As far as I know Queue.unfinished_tasks
is not documented, so I would advise against using it on principle.
Assuming it does behave as can reasonably be expected, when reading the documentation for Queue.join
, the attribute unfinished_tasks
seems to be a counter that goes up by one, whenever a new item is put into the queue and down by one when the Queue.task_done
method is called.
As for Queue.qsize
, that just returns the (approximate) number of items in the queue. Meaning that number decreases when an item is taken out of the queue (using Queue.get
for example). Doing that should have no effect on the unfinished_tasks
.
You can think of it as answering different questions.
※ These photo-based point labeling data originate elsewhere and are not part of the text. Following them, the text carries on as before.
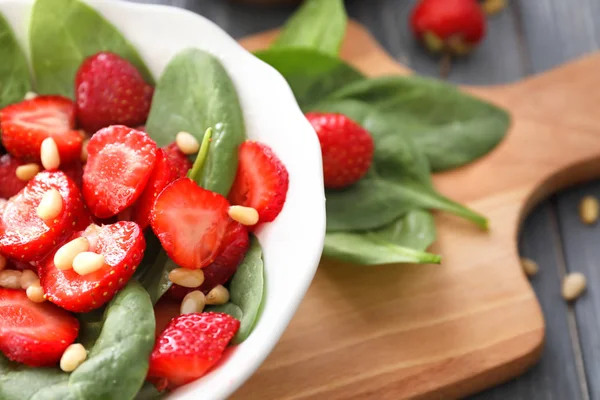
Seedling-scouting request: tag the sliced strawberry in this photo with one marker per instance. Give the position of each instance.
(162, 174)
(189, 346)
(9, 183)
(261, 181)
(234, 248)
(25, 125)
(35, 334)
(122, 245)
(190, 223)
(120, 161)
(26, 237)
(179, 160)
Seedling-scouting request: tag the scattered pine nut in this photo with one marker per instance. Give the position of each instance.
(187, 143)
(50, 206)
(87, 262)
(10, 279)
(588, 210)
(529, 267)
(27, 171)
(49, 154)
(35, 292)
(72, 358)
(193, 302)
(63, 258)
(190, 278)
(244, 215)
(217, 295)
(573, 285)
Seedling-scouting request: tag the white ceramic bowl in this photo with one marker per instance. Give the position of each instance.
(293, 243)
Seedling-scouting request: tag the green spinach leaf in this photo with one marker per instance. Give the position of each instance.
(318, 24)
(14, 72)
(62, 34)
(193, 94)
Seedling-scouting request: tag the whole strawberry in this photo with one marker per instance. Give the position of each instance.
(454, 26)
(346, 147)
(110, 91)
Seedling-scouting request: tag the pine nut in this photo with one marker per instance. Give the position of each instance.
(27, 278)
(49, 154)
(63, 258)
(35, 292)
(244, 215)
(588, 210)
(529, 267)
(10, 279)
(27, 171)
(50, 206)
(193, 302)
(190, 278)
(573, 285)
(88, 262)
(73, 357)
(187, 143)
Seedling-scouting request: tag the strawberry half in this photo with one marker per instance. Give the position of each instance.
(110, 91)
(120, 161)
(25, 125)
(35, 334)
(261, 181)
(122, 245)
(26, 237)
(234, 248)
(162, 174)
(189, 346)
(190, 223)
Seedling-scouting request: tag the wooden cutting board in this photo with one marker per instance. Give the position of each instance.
(439, 332)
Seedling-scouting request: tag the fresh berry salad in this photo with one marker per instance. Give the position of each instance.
(127, 255)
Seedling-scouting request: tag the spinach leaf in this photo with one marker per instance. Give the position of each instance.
(246, 291)
(116, 366)
(62, 34)
(193, 94)
(318, 24)
(14, 72)
(311, 75)
(451, 128)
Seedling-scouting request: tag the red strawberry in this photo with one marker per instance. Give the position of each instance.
(26, 237)
(25, 125)
(110, 91)
(261, 181)
(189, 346)
(35, 334)
(234, 248)
(9, 183)
(120, 161)
(162, 174)
(190, 223)
(346, 147)
(180, 161)
(122, 245)
(454, 26)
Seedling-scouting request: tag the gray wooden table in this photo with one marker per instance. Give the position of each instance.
(529, 37)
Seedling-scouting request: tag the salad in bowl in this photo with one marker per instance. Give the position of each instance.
(157, 181)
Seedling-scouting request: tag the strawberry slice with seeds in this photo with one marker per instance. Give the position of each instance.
(120, 161)
(35, 334)
(261, 181)
(189, 346)
(190, 223)
(25, 125)
(234, 248)
(162, 174)
(122, 245)
(26, 237)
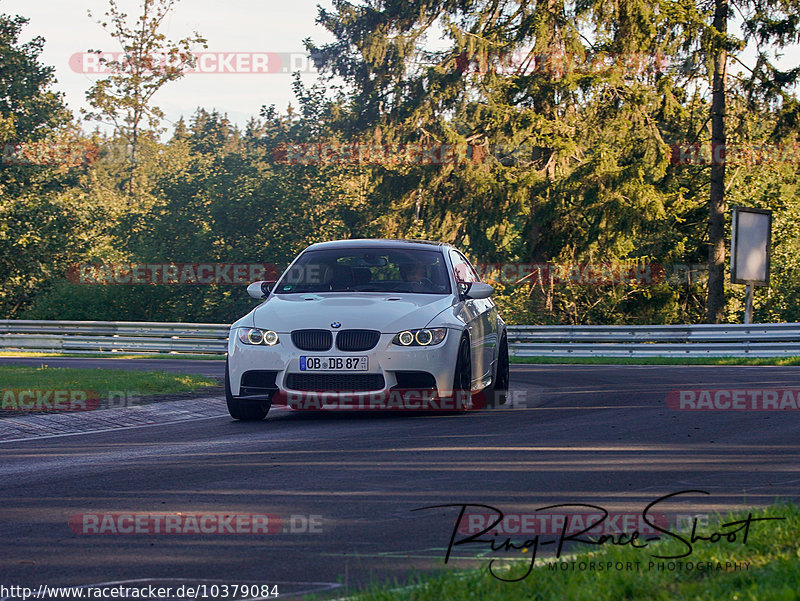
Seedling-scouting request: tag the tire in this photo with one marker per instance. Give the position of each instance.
(462, 374)
(497, 393)
(246, 411)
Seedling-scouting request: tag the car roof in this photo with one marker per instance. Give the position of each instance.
(378, 243)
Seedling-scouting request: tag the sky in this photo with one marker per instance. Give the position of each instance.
(236, 30)
(253, 46)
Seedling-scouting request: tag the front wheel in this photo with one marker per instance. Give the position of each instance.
(246, 411)
(499, 388)
(462, 378)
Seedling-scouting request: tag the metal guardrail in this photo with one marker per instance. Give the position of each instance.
(113, 336)
(728, 340)
(724, 340)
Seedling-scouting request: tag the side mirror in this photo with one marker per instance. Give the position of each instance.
(260, 290)
(479, 290)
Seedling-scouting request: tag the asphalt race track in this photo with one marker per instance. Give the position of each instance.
(600, 435)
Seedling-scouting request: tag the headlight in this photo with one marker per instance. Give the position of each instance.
(256, 336)
(424, 337)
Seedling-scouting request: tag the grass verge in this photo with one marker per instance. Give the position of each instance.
(771, 551)
(102, 381)
(780, 361)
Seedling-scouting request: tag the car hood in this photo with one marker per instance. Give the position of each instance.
(387, 313)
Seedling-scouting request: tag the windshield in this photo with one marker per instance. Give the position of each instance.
(367, 270)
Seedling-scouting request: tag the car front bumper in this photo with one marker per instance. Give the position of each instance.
(389, 361)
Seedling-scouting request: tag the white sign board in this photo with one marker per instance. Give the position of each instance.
(750, 246)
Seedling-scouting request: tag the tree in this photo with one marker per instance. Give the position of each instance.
(148, 62)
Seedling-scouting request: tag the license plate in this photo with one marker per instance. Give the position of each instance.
(334, 363)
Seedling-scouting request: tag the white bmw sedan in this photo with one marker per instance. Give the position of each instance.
(360, 319)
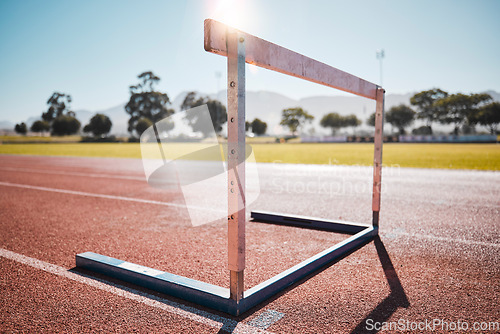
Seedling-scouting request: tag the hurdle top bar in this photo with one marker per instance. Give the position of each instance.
(265, 54)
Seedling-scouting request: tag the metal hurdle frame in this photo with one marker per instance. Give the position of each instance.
(241, 48)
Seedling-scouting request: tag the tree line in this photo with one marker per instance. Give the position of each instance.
(463, 111)
(146, 106)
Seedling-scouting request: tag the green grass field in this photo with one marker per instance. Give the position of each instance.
(453, 156)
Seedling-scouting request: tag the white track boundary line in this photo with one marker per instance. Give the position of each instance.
(184, 311)
(113, 197)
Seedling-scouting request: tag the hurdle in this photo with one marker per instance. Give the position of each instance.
(240, 48)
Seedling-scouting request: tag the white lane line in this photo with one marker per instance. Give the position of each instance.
(452, 240)
(105, 176)
(120, 198)
(184, 311)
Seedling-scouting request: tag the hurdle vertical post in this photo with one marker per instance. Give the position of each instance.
(377, 155)
(236, 161)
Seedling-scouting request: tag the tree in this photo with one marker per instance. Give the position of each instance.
(259, 127)
(334, 121)
(21, 128)
(400, 117)
(40, 126)
(425, 103)
(142, 125)
(99, 125)
(371, 120)
(489, 115)
(58, 106)
(460, 109)
(147, 103)
(65, 125)
(218, 114)
(294, 118)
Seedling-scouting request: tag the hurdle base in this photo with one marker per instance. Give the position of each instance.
(216, 297)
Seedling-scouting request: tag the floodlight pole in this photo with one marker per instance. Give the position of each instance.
(236, 161)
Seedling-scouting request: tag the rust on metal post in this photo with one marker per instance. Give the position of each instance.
(236, 160)
(377, 157)
(265, 54)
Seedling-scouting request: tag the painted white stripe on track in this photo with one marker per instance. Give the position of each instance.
(184, 311)
(120, 198)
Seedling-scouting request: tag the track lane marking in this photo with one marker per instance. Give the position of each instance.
(104, 176)
(184, 311)
(113, 197)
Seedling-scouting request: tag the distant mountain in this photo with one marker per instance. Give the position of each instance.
(267, 106)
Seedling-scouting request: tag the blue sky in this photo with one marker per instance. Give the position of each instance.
(94, 50)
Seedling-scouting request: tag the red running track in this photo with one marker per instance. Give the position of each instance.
(436, 259)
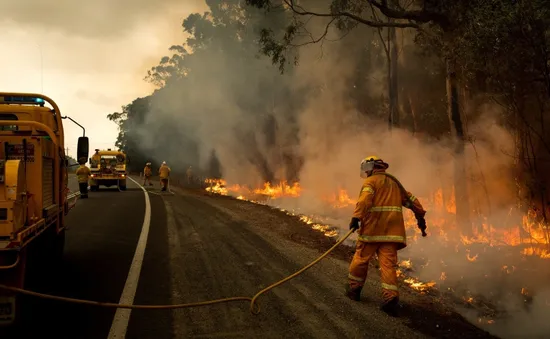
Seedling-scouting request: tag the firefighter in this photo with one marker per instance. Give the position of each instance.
(147, 173)
(83, 174)
(189, 175)
(96, 158)
(164, 173)
(378, 218)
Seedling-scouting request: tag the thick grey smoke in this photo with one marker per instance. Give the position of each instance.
(92, 19)
(240, 107)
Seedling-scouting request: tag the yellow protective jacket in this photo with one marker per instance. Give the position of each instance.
(83, 173)
(379, 208)
(164, 172)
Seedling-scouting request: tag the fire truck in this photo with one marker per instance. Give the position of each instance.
(34, 196)
(108, 169)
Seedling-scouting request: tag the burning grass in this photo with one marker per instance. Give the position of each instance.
(483, 270)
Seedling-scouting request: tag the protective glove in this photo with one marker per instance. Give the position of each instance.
(354, 224)
(421, 224)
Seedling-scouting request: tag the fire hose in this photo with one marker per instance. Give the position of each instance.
(254, 307)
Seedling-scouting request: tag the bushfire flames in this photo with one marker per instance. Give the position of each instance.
(530, 239)
(534, 235)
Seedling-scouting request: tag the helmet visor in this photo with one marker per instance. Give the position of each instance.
(366, 166)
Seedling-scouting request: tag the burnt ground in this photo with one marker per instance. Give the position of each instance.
(427, 315)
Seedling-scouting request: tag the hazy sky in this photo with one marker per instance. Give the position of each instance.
(90, 57)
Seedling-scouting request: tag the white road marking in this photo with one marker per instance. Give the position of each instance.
(122, 315)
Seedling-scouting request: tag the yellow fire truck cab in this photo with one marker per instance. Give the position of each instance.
(108, 169)
(34, 197)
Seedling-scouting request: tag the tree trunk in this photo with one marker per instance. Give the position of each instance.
(393, 81)
(410, 105)
(457, 129)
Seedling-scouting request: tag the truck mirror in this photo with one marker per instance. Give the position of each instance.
(83, 148)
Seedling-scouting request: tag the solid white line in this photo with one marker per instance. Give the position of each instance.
(122, 315)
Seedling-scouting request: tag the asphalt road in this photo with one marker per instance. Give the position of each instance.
(197, 249)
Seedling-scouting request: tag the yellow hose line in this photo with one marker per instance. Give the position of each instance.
(254, 307)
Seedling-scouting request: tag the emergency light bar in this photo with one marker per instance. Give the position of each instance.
(22, 100)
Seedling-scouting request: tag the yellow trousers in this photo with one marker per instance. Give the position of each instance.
(387, 256)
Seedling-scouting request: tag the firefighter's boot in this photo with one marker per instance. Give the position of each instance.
(353, 293)
(391, 307)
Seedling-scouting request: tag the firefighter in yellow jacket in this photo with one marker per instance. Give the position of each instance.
(378, 218)
(147, 173)
(164, 174)
(83, 174)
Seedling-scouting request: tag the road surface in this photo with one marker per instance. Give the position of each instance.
(200, 247)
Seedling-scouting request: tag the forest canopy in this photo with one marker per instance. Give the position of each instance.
(263, 91)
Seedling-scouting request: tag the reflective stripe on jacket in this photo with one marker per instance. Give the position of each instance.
(379, 208)
(83, 173)
(164, 172)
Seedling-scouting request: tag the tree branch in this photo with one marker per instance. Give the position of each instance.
(313, 40)
(301, 11)
(422, 16)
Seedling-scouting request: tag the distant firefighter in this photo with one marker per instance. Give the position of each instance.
(189, 175)
(147, 173)
(164, 173)
(378, 217)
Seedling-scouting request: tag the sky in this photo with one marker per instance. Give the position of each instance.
(89, 57)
The qsize
method answers the relatively straightforward question: "How many items are in the queue right now?"
The unfinished_tasks
counter presumably answers the question: "How many items that were put into the queue at some point are still in it or are currently being worked on by consumers of the queue?" Although this is much less precise, since it is entirely possible that a consumer of the queue takes an item out, but never calls task_done
afterwards (because he crashed for example).